Model	Role	Groundedness gap	Voice gap	Usefulness gap	Directness gap
Codex GPT-5.4	fixed baseline	anchor	anchor	anchor	anchor
Claude Opus	frontier answering reference	0.00	+0.50	+0.35	-0.35
Qwen3.5 9B	best local lane	-2.00	-0.15	-1.75	-1.55
Qwen3.5 4B	next local lane	-2.15	-0.55	-1.50	-1.95

That is the current boundary. Codex stayed the answer bar. Claude Opus was the only answering lane near it. The best local lane still sat roughly 1.5 to 2.0 points back on the metrics that mattered most.

What the current runs ruled out

They ruled out two easier stories.

First, they ruled out the idea that a small fast local lane was already good enough if I was just selective about prompts.

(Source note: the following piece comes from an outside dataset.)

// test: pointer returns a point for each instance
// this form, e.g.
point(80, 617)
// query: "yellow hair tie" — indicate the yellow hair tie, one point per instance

The quality gap stayed too visible.

Second, they ruled out the idea that local reasoning would erase that gap cleanly. It helped, but it was not free:

Mode	Mean latency	Groundedness	Usefulness
Qwen3 8B thinking	6.45s	3.15	3.03
Qwen3 8B /no_think	1.97s	2.46	2.54

The later Qwen comparison kept the same pattern. The better local lane was better for a reason. It was also heavier:

Model	Mean answer TTFT	Time to 150 chars	Mean full answer
Qwen3.5 9B	1.11s	1.88s	5.66s
Qwen3 14B thinking	27.26s	30.21s	38.44s

Interim read

Frontier hosted models still set the bar for Tapasya.

That is not a verdict against local models. It is the current product read. The local work is still useful because it makes the gap visible and sets the right targets. It just has not justified a local-first default yet.

In practice that means:

Codex GPT-5.4 stayed the fixed answer bar
Claude Opus was the only answering reference lane near that bar
the best local lanes were still clearly below both

Next models

The next cohorts should answer a narrower question: is the gap shrinking enough to matter on the current product task?

That means:

refresh the frontier reference band on the current product posture
retest the strongest open local lanes against the same benchmark discipline
promote a local lane only if it narrows the groundedness and usefulness gap without turning runtime into a benchmark artifact

Until that changes, the current read stays simple: frontier references still set the model bar for Tapasya.